The Rewrite Chronicles: Ink in the Water (Or is it blood? Oh wait. Same thing.)

So, the question is: Should you share your work in progress or not?

Plenty of reasons not to. Who knows? I may regret doing so.

What if you share and you don’t get the response you want? Or you get your feelings hurt? Or they tell you everything your terrified of hearing? Or the life gets sucked out of your story? Or (insert your fear here). Take these concerns seriously.

I share out of fear. One day, you see, I want to be able to say to someone, “Yes, I wrote a book.” And I want to say this without the stammering, the blushing, the hesitation, the anxiety, the suspicion that I have no right to say any such thing, and the need for them to be interested. I want to be able to talk about being a writer without the fear. I want thick skin. I want to know I can put stuff out there and live to tell the tale.

This may be foolish at best and masochistic at worst.

But the publishing industry is brutal. Ever look at how many books get published and how many get attention? You will be rejected by agents. By publishers. By reviewers. By friends. By family. You may be either completely ignored or ripped apart. You may write everyday for the rest of your life and never publish. When your name comes up at family gatherings or office parties, people may roll their eyes–oh, the one who thinks she’s a writer. Whatever you do, don’t ask her about her novel!

I’m going to test the waters here, and perhaps I shall drown. If I’ve any luck at all, my novel’s pages will drift in on the tide. Is that why we do this crazy writing thing? So that after we’re pulled out to sea, our words can still be fished out of the deluge and read?

Hmm. I shall need waterproof ink.

8 thoughts on “The Rewrite Chronicles: Ink in the Water (Or is it blood? Oh wait. Same thing.)

  1. Always be clear what your motivations are. No matter how appreciative someone (my husband!) might be, I never find it to be appreciative enough. No matter how clear-eyed the criticism, I can never bear it. I keep looking for the ovation that I can’t even hear. However, the criticism is eventually useful.

  2. I am very comfortable with being told why I suck. Not sure if it’s a reflection of my self-esteem, low or high, or if I’m a masochist, or what.

    Looking back I can see the point that I felt like an actual writer, and that was the first in-depth, non-familial critique I got. The things my critter told me hurt, so so badly, but it seems they also cauterized that nerve. And when he pointed out what I was doing right, it was salve. And when I saw how much improved my work was for that pain, I grew to love it.

    And on the matter of rejection letters: I loved those, too, since I was so far removed from any kind of publishing activity. Those form rejections were proof that I was part of the process. While disappointing, the sight of each one in my mailbox gave me a little thrill.

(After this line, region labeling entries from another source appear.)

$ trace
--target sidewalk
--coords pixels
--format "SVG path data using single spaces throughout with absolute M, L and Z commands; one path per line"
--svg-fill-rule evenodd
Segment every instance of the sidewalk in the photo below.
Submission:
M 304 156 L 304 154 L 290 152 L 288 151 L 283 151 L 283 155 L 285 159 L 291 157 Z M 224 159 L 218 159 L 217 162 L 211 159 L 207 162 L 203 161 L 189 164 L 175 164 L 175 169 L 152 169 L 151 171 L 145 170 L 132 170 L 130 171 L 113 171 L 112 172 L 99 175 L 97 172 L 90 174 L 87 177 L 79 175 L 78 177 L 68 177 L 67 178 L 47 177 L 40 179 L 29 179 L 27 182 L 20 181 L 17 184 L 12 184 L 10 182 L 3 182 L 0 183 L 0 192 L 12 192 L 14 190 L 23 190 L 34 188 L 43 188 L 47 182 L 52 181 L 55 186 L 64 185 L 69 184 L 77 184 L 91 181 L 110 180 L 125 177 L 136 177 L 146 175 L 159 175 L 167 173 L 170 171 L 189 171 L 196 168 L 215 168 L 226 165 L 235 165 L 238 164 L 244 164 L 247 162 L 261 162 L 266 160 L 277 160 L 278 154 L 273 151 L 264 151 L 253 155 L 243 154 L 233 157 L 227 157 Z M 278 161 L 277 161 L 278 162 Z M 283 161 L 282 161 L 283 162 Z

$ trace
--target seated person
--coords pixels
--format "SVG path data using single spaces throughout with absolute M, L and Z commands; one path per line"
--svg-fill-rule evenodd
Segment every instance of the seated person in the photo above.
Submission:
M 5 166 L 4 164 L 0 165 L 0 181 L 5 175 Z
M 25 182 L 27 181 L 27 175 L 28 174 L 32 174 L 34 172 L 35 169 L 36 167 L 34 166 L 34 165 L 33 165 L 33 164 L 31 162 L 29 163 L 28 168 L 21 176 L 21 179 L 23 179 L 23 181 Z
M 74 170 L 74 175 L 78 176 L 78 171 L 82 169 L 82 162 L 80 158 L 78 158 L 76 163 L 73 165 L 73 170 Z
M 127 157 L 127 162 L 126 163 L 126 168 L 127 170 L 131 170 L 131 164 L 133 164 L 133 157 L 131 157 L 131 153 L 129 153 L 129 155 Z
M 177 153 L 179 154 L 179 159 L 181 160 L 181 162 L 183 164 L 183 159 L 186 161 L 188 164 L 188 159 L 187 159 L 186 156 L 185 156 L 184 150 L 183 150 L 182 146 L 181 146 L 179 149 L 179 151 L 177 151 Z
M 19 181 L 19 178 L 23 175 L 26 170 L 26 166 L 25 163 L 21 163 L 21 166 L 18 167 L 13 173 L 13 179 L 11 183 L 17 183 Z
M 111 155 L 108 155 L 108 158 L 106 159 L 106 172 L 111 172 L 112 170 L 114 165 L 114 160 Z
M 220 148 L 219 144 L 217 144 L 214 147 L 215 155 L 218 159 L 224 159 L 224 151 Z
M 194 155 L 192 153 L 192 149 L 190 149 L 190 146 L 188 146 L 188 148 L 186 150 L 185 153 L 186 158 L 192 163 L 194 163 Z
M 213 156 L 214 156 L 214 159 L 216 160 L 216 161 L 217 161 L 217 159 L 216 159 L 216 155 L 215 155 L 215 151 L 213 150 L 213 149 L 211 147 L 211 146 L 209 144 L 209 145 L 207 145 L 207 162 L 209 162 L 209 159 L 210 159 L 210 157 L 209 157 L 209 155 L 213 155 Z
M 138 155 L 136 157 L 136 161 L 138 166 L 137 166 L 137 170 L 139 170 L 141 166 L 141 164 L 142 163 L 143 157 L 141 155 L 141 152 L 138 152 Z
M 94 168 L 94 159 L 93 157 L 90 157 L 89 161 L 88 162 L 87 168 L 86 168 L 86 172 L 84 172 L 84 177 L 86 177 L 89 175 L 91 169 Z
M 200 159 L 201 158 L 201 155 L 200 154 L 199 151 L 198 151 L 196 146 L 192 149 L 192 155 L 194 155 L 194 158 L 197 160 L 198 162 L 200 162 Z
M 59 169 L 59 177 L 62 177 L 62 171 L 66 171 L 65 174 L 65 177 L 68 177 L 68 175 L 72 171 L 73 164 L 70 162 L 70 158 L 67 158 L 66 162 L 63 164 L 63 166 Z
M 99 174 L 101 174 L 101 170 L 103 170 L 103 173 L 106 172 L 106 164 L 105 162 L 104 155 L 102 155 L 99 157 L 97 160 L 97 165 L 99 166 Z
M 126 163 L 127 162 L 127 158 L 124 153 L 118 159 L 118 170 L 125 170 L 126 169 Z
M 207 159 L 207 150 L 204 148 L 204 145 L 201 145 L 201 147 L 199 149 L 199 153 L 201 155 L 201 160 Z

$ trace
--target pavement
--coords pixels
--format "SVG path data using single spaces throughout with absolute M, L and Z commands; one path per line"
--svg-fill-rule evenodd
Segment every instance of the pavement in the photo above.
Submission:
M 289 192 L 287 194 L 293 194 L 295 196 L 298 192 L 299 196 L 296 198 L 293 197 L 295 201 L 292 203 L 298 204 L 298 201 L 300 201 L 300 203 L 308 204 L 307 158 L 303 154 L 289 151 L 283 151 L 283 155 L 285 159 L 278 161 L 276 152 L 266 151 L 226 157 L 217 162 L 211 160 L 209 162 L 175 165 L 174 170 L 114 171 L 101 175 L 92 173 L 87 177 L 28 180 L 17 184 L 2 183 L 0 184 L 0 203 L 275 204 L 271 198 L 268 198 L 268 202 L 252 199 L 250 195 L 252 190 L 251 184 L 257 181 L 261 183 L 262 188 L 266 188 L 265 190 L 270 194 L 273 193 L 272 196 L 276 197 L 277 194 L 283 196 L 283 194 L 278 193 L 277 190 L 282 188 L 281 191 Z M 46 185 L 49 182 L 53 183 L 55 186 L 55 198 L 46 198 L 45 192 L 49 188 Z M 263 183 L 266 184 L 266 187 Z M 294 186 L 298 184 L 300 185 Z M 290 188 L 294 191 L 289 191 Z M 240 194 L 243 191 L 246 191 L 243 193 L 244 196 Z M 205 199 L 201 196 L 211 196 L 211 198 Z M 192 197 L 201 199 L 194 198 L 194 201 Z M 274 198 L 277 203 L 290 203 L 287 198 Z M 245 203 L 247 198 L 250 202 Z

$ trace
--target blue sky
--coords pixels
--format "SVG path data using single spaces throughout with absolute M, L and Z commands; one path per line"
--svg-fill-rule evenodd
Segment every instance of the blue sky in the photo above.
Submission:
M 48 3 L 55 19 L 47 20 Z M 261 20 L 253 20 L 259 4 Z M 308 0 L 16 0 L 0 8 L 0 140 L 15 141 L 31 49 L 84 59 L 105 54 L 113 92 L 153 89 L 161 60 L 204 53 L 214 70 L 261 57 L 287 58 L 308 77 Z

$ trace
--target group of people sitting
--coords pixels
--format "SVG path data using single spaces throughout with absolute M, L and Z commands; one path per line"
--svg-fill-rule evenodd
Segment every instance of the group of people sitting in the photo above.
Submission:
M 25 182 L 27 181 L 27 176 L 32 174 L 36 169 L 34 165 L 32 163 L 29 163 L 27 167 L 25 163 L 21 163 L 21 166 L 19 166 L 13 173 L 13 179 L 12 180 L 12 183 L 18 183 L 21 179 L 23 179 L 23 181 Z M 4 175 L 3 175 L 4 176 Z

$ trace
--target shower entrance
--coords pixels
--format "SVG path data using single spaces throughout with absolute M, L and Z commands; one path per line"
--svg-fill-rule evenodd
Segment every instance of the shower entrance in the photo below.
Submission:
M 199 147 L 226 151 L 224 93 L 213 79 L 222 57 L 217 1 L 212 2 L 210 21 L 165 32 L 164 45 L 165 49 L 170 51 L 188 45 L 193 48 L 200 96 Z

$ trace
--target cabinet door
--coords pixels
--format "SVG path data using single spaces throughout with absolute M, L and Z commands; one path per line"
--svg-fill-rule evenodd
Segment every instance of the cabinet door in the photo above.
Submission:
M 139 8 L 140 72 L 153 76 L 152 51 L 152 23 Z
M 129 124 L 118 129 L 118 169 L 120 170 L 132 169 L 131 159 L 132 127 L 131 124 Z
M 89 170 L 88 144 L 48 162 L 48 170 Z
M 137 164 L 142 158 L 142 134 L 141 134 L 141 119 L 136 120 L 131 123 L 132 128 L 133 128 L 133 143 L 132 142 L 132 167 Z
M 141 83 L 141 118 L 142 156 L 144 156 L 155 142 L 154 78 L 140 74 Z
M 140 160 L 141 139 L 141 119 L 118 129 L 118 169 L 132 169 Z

    Now I’m in a new realm, where my agent gets the rejections and passes them to me. It’s not nearly as thrilling, and way, way more frustrating to be this close and yet miles away from publication. But I think having the validation of an agent helps tremendously with the disappointment.

    I make it through by focusing on my gratitude for useful feedback, by not expecting anyone to like my work, and by knowing that with each pinprick my work gets better. In each stage, you can find some reason to be grateful for that pain. At least, I did. Maybe I’m just weird. 🙂

  3. dfrucci

    Exactly, I hear the publishing world is almost as brutal as the military, if not more. By the way I looked at your novel on the site so far, haven’t had chance to get too far or too comment yet, but I like it. You shouldn’t be worried at all ,it is great.

  4. It’s hard.
    It’s hard to be rejected, to take criticism, to know when what others are saying is really useful or just a different perspective.
    It’s hard to want something so much and know it may not be yours to have and that even if you get it, it may not be all you wanted it to be.
    And I think, for some of us, it is harder to not do it, the writing.
    So we do what we can, what we have to, to make peace.

  5. How timely. I am writing the second draft of a novel that no one has ever read.

    I find the habit of not letting anyone see it is still with me.

    Why haven’t I let any one look at it? Is it just habit? Or is it fear?

    Wouldn’t it be better to face those fears (which are always worse than reality) and actually deal with what comes of a reader?

    Oh, gosh, I don’t like the idea of having my dreams turned into reality.

  6. Tom, if I find that procedure, I’ll let you know.
    Karen, silly and egomaniacal it may be, but sometimes I just clap for myself. Wahoo!
    Sherri, you’re not weird. You’re someone who will be published one day.
    dfrucci, you are kind. Thanks.
    bella, I don’t know if it is mine to have. I suppose I shall never know.
    rowena, there are plenty of good reasons not to show your work. Don’t do it if you aren’t ready or if there is no one to show it to. But are you writing for yourself or to connect with others? And really, connection is rarely pain-free.

  7. As painful as it may be, we’ve got to get it out there if we’re ever going to improve. Though it’s so important to pick the RIGHT readers, huh?